For years, Grand Ayatollah Hossein Ali Montazeri criticized Iran’s supreme leader and argued that the country was not the Islamic democracy it claimed to be, but his words seemed to fall on deaf ears. Now many Iranians, including some former government leaders, are listening.
Ayatollah Montazeri has emerged as the spiritual leader of the opposition, an adversary the state has been unable to silence or jail because of his religious credentials and seminal role in the founding of the republic.
He is widely regarded as the most knowledgeable religious scholar in Iran and once expected to become the country’s supreme leader until a falling-out with Ayatollah Ruhollah Khomeini, the leader of the 1979 revolution and Iran’s supreme leader until his death in 1989.
Now, as the Iranian government has cracked down to suppress the protests that erupted after the presidential election in June and devastated the reform movement, Ayatollah Montazeri uses religion to attack the government’s legitimacy.

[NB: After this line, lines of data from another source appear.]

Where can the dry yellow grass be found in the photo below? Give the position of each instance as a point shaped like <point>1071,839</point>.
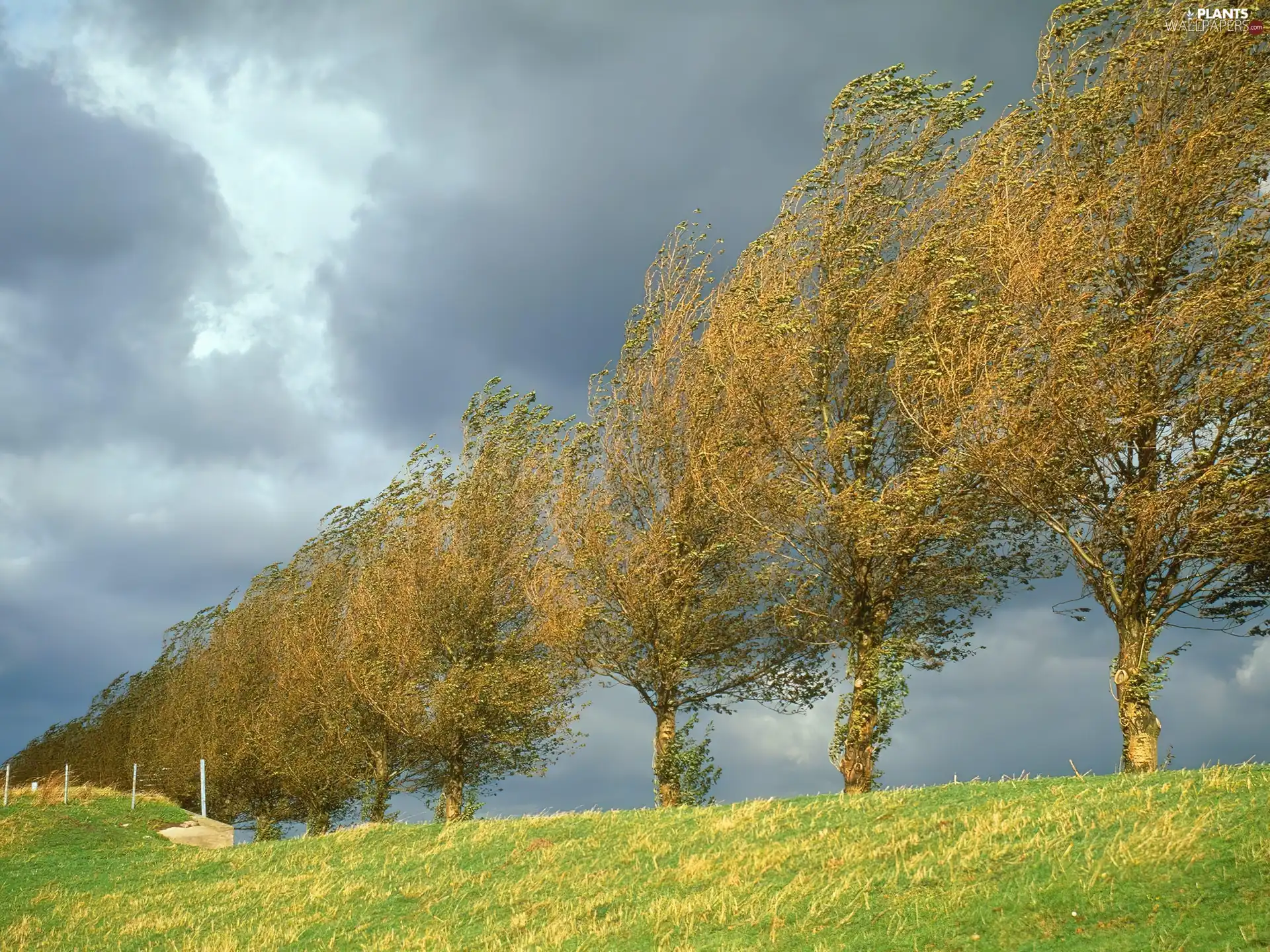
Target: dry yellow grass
<point>1176,861</point>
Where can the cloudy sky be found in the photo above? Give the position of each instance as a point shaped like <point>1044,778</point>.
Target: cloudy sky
<point>253,252</point>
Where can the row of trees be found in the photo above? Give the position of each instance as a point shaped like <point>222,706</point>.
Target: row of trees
<point>952,365</point>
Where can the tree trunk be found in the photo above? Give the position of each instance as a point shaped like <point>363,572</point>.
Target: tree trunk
<point>1138,724</point>
<point>452,791</point>
<point>267,828</point>
<point>857,749</point>
<point>665,771</point>
<point>380,789</point>
<point>317,823</point>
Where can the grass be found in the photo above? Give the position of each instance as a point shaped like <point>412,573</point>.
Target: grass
<point>1174,861</point>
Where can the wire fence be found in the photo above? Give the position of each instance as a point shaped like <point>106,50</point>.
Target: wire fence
<point>67,785</point>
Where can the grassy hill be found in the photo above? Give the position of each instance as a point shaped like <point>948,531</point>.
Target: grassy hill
<point>1175,861</point>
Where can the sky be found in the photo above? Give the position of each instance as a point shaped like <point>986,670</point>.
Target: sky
<point>254,252</point>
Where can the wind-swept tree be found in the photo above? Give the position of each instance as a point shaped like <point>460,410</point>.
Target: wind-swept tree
<point>902,551</point>
<point>683,602</point>
<point>1096,337</point>
<point>452,634</point>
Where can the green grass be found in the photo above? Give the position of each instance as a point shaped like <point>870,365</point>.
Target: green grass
<point>1174,861</point>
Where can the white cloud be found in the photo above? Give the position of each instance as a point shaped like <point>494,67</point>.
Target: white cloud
<point>292,168</point>
<point>1254,673</point>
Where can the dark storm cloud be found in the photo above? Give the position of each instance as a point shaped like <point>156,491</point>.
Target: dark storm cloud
<point>540,153</point>
<point>582,134</point>
<point>106,231</point>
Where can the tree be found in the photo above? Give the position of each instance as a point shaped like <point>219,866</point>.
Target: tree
<point>681,602</point>
<point>452,639</point>
<point>902,551</point>
<point>1096,340</point>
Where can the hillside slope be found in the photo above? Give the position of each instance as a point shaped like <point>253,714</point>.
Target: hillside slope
<point>1173,861</point>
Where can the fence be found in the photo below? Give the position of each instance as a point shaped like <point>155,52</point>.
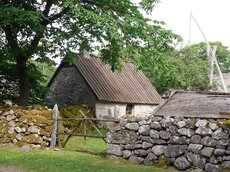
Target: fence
<point>55,133</point>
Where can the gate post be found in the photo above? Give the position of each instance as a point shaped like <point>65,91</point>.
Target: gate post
<point>55,126</point>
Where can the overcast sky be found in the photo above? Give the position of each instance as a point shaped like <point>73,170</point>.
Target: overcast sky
<point>212,15</point>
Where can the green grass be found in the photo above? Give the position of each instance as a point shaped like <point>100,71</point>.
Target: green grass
<point>67,161</point>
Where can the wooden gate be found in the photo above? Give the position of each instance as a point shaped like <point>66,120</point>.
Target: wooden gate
<point>55,141</point>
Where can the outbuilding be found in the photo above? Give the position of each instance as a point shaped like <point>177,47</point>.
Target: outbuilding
<point>91,82</point>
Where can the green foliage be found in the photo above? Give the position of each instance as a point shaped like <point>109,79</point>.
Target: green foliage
<point>193,71</point>
<point>161,72</point>
<point>228,122</point>
<point>49,28</point>
<point>200,51</point>
<point>39,75</point>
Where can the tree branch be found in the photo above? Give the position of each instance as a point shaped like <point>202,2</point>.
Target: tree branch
<point>12,41</point>
<point>59,15</point>
<point>34,43</point>
<point>47,8</point>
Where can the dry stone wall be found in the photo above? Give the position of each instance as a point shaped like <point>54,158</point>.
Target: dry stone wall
<point>186,143</point>
<point>26,126</point>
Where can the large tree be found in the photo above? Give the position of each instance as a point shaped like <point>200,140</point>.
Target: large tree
<point>45,28</point>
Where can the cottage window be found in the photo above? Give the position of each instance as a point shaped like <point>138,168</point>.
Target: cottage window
<point>129,108</point>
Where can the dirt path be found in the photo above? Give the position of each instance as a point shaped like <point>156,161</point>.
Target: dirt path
<point>10,169</point>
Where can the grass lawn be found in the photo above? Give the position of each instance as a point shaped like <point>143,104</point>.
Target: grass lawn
<point>66,161</point>
<point>69,160</point>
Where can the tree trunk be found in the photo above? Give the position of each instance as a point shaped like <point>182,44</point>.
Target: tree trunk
<point>24,84</point>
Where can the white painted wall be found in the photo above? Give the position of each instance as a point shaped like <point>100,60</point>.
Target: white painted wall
<point>143,110</point>
<point>118,110</point>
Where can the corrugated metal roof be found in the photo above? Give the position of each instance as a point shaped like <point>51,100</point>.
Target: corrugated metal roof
<point>127,86</point>
<point>196,104</point>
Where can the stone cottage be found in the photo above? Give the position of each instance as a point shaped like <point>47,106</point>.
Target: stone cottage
<point>92,83</point>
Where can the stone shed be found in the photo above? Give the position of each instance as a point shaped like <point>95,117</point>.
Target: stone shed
<point>92,83</point>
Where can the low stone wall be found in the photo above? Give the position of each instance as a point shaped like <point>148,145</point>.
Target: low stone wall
<point>26,126</point>
<point>186,143</point>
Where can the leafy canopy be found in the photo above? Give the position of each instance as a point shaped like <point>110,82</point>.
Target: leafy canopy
<point>54,28</point>
<point>49,27</point>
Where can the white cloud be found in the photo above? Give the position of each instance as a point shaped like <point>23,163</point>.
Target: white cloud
<point>212,15</point>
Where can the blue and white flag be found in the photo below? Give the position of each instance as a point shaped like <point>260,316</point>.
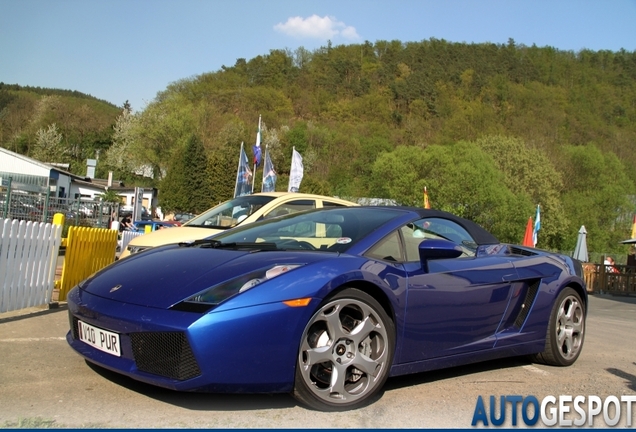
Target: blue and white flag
<point>296,172</point>
<point>257,147</point>
<point>537,226</point>
<point>243,176</point>
<point>269,175</point>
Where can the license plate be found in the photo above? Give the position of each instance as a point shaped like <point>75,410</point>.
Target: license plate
<point>101,339</point>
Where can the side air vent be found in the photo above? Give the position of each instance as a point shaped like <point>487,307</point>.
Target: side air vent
<point>531,293</point>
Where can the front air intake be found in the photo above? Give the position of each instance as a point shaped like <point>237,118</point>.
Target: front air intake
<point>164,353</point>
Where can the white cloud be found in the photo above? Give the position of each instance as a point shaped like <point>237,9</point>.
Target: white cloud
<point>317,28</point>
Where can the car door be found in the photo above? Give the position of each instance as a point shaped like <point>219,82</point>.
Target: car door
<point>454,305</point>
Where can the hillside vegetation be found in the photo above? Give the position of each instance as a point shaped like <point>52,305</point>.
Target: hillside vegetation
<point>491,130</point>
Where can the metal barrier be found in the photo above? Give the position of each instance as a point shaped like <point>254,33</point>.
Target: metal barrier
<point>599,280</point>
<point>87,251</point>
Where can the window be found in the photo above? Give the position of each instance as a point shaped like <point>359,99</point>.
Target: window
<point>388,249</point>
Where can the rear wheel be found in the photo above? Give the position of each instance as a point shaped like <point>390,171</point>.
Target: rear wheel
<point>345,353</point>
<point>566,330</point>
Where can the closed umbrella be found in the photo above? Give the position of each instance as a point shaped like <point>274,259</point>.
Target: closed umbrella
<point>527,239</point>
<point>580,251</point>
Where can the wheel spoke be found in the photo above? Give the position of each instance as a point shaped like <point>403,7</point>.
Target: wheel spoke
<point>318,355</point>
<point>367,365</point>
<point>338,377</point>
<point>334,325</point>
<point>363,330</point>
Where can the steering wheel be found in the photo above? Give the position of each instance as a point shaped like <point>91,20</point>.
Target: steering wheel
<point>306,245</point>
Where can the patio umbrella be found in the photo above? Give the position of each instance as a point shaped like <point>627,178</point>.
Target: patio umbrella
<point>527,239</point>
<point>580,251</point>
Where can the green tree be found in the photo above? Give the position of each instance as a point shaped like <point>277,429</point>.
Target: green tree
<point>597,196</point>
<point>528,173</point>
<point>461,179</point>
<point>187,184</point>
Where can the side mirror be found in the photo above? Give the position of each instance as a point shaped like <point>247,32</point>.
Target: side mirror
<point>438,249</point>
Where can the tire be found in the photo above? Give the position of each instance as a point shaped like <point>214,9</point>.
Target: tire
<point>345,353</point>
<point>566,330</point>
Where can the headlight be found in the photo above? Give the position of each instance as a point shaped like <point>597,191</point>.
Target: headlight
<point>218,293</point>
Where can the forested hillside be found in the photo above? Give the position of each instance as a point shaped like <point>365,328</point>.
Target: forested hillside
<point>491,131</point>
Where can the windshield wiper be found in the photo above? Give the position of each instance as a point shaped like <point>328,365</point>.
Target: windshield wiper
<point>217,244</point>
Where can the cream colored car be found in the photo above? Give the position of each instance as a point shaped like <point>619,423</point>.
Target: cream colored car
<point>242,210</point>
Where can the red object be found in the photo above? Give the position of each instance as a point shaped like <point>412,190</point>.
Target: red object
<point>527,239</point>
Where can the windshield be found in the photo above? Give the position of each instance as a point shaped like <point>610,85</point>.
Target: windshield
<point>334,229</point>
<point>230,213</point>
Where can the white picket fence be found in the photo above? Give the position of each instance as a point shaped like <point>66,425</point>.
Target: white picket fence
<point>28,257</point>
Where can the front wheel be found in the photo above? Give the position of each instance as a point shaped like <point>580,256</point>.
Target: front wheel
<point>345,353</point>
<point>566,330</point>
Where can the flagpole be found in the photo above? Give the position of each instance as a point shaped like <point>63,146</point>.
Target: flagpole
<point>238,168</point>
<point>257,145</point>
<point>264,163</point>
<point>253,178</point>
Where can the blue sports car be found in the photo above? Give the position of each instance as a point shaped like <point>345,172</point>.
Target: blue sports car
<point>327,304</point>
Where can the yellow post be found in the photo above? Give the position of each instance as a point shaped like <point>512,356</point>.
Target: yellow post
<point>88,250</point>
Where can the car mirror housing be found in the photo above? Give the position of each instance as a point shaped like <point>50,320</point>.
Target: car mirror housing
<point>438,249</point>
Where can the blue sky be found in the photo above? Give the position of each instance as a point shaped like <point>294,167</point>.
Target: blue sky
<point>120,50</point>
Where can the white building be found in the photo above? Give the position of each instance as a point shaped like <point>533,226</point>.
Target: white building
<point>29,175</point>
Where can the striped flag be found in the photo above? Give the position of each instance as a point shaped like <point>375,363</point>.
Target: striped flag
<point>296,172</point>
<point>427,203</point>
<point>537,226</point>
<point>257,147</point>
<point>243,176</point>
<point>269,175</point>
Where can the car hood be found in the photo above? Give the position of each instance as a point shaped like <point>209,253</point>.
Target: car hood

“We have many intellectuals who criticize this regime from the democratic point of view,” said Mehdi Khalaji, a former seminary student in Qum and now a senior fellow at the Washington Institute for Near East Policy. “He criticizes this regime purely from a religious point of view, and this is very hurtful. The regime wants to say, ‘If I am not democratic enough that doesn’t matter, I am Islamic.’ “He says it is not an Islamic government.”